In these times, one would think that President Jehuda Reinharz would be doing everything he can to heal the wounds that have made it difficult for faculty members and students to trust his administration. Perhaps the most important wound to be healed involves the case of Professor Donald Hindley, who after almost 50 years of teaching was subjected to a classroom monitor and a finding of guilt for racial harassment, without due process, because he had critiqued the term "wetbacks" in his Latin American Politics course.
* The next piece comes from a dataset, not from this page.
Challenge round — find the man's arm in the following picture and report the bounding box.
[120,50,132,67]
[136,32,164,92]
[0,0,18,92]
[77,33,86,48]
For over a year, faculty members and students have vigorously protested the treatment of Professor Hindley in violation of his academic freedom and his rights to free speech and due process, as well as the implications of that treatment for all other faculty members and students on campus. Several new student organizations have formed to protect student rights, and the faculty continues to be in an unresolved controversy with the administration over university policy and processes in the wake of Hindley's case. As a faculty resolution stated:
We regret that this recent case has damaged the collegiality of our University, its academic and intellectual function, its faculty governance procedures, and its public reputation.
Strangely, however, Reinharz and his provost, Marty Krauss, have refused to bring justice in Hindley's case. Thus, FIRE has kept Brandeis on our Red Alert list, reserved for the worst of the worst campus censors, and we have warned students to think twice before applying to Brandeis in a nationwide, full-page, color advertisement in U.S. News & World Report's America's Best Colleges issue. Maybe this is one of the reasons why applications to Brandeis reportedly are down sharply this year. If Brandeis is really going to increase enrollment by 12 percent, it stands to reason that prospective students need to feel that Brandeis is respecting them enough to defend their right to free speech and due process.
All that Reinharz needs to do to heal this wound—and help his administration win some of the support it surely needs right now—is to finally reverse its finding in Hindley's case. As I asked in August, how hard is it to acknowledge that the Committee on Faculty Rights and Responsibilities, which had full access to the details of the case, found that serious mistakes of both process and policy interpretation were made? How hard is it to rescind the wrongheaded letter that declared Hindley guilty of harassment?
Surely it's easier to do that than to close a $350 million museum.